Fired Google employees will charge the company with unfair labor practices.
A group of four former Google employees who were recently fired plan to file labor charges against the company, accusing the search giant of retaliating against legally protected organizing activity.
The four former employees — Laurence Berland, Paul Duke, Rebecca Rivers, and Sophie Waldman — were all involved in internal activism at the company, and worked to rally other workers to protest issues within the company, like Google’s plan to build a censored Chinese search engine and work with the Pentagon.
The former employees now say they will file unfair labor practice charges with the National Labor Relations Board, alleging that the company violated their rights by firing them for labor activity protected under the law. Under the board’s process, officials will now investigate the charges and decide whether to take further action.
“It’s clear that [Google’s] draconian, pernicious, and unlawful conduct isn’t about us,” the employees said in a statement. “It’s about trying to stop all workplace organizing.”

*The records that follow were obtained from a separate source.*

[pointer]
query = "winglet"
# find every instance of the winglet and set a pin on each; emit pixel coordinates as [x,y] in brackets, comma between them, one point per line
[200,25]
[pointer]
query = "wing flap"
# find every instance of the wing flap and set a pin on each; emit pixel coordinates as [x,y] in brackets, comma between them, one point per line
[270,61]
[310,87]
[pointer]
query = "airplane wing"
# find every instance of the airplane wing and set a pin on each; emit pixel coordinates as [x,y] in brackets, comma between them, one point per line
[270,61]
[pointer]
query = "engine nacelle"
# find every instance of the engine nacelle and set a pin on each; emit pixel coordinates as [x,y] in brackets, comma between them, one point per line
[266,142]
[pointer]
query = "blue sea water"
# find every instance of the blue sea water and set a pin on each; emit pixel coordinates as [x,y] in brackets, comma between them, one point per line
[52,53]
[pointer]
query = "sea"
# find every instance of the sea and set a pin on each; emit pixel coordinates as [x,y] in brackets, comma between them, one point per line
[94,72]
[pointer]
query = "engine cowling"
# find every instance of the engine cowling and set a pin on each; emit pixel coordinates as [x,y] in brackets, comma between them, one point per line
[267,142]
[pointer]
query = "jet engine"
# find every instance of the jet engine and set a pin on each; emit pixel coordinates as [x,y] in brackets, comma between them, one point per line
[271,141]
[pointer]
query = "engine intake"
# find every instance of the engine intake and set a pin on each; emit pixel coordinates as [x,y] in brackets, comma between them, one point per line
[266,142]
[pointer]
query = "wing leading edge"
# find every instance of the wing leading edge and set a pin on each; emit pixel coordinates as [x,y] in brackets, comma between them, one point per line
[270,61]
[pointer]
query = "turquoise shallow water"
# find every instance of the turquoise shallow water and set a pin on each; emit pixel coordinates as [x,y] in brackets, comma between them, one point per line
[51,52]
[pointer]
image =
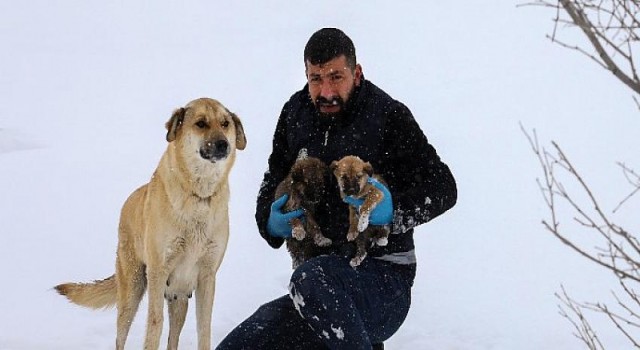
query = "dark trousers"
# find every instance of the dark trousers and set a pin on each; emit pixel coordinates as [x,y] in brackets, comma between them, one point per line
[330,306]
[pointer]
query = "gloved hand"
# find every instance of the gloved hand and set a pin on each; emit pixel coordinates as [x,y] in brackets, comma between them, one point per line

The former employees said in an interview with that they are working with attorneys on the labor issues involved, but plan to file one or multiple charges as soon as this week. “We need employees at a company like Google to be able to have a say in the workplace,” Berland says.
Google has repeatedly said that it fired the employees for accessing information beyond what they needed to do their jobs and that it was not retaliating against worker organizing.
“We dismissed four individuals who were engaged in intentional and often repeated violations of our longstanding data security policies, including systematically accessing and disseminating other employees’ materials and work,” a Google spokesperson said in a statement. “No one has been dismissed for raising concerns or debating the company’s activities.”
The workers say anything they accessed was widely available, and that there was no rule against accessing it. As two of the workers, Rivers, and Berland, were first placed on leave at the company, employees held a rally to voice support for them.
But Google has signaled recently that it is losing patience with internal activism. In one notable example, CEO Sundar Pichai announced that the company will scale back its TGIF meetings, where employees have been given a chance to hear directly from management. Pichai said in an email last month that the meetings will now be monthly and focus only “on product and business strategy.” Google also recently faced scrutiny for hiring a consulting firm known for anti-union work.
“Our coworkers have heard Google’s excuses,” the four former employees said in the statement, “and they aren’t buying it.”